Hollywood has for ages forgone any masquerade and openly used its medium to propagandize progressive themes. This have resulted in diminished box office returns overall and I'll boldly predict this trend will continue. Some are jumping on the anti-NRA bandwagon (along with musicians - country musicians at that!) and I just don't see their bottom line improving because of it (unless Bloomie the Hut is giving them compensation for being such good little propagandists). Despite their progressive bent I'll still watch movies and listen to music I find interesting, but somehow a cast full of anti-NRA (anti-gunowner) actors or a CD brimmign with anti-NRA (anti-gunowner) musicians just doesn't seem all that interesting anymore.

As it stands now, the republican party is seen as sympathetic if not aligned with the NRA. There are a lot of republicans that support a lot of gunowner control, certainly more than I do and in some cases even more than the NRA does. But like the NRA is portrayed as some absolutist group, the republicans are viewed as pro-gunowner. So in a broader context, while the groups involved would enjoy pressuring congress to pass more gunowner control laws and convince society to find gunowners unacceptable in social and business circles, it's not difficult to see that this anti-NRA (anti-gunowner) campaign is an effort to get democrats elected in the midterms and possibly beyond. No firearms law will stop or even slow down the occurrence of tragedies like mass shootings, so if they blame the NRA and republicans for being culpable in each crime because of their image of being pro-gunowner, then even if the republicans cave and pass some gunowner control laws the progressives will still scream their heads off that the republicans are controlled by NRA and that's why a law wasn't passed to prevent whatever tragedy they're using at the moment.

It's a multi goal approach to be sure, but methinks the elections this November are what they're eyeing most lasciviously in all of this.
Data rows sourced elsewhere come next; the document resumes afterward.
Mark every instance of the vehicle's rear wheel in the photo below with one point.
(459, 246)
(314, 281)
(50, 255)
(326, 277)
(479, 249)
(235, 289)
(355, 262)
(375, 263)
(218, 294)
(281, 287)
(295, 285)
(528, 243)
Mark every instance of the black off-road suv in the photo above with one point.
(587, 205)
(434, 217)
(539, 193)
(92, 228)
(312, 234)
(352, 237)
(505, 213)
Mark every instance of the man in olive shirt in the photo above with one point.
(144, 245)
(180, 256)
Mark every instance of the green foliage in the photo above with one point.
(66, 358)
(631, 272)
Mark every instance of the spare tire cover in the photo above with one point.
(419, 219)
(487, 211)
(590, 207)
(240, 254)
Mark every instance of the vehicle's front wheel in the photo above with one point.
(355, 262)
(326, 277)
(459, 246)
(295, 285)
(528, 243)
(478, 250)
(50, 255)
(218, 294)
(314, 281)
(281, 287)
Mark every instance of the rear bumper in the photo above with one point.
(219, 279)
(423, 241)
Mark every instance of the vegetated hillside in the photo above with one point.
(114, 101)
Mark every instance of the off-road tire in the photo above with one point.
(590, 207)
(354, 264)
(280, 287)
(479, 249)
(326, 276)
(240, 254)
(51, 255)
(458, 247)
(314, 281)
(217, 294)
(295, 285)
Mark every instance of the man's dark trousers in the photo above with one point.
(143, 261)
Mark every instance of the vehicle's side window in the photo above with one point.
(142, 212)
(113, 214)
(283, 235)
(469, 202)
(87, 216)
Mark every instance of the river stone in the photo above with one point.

I do think they overplayed their hand; attacking the NRA is being taken personal by 10's of millions of Americans (as it should be). I suppose the progressives, who live in a world where a top-down structure is ideal societally, viewed the NRA as a top-down structure and thought it could drive a wedge between management and its members. I do think the structure of the NRA administration has too much of a top down feel, but it responds, however begrudgingly, to members. usually when the NRA is doing something very pro-gunowner or not compromising it's because the membership has pressured the management to act like it has some sense for a change. Misunderstanding the source of power for the NRA is their biggest mistake aside from not realizing that the membership as well as millions of non-members would take an attack on the NRA as an attack on themselves.

Politically the NRA isn't a powerhouse because it donates lavishly; many progressive groups spend more in a single year than the NRA does in decades. Even a base of 5 million members voting a certain way is insufficient to explain why politicians (at least republicans) try to stay on the NRA's good side. It's because 10's of million of folks vote in the general direction the NRA points. The non-members are often just as if not more so pro-gunowner than NRA members, and vote accordingly. Take away the NRA's campaign and lobbying funds and you won't see much change in the political landscape. To paraphrase some estute political analyst (at least in that one instance) It's the voters, stupid.

Like presumably millions if not tens of millions of folks, when I saw that companies were aligning with anti-NRA movements, I didn't need an email from Lapierre telling me what the ideal course of action was. I didn't think about the NRA at all; I just though "Cool - there's another place I won't spend money at! Frugality Level Master Unlocked!". Because even though I have serious disagreements with the NRA's management and direction I know an attack on me when I see it.

After all, to the progressives, I am the NRA.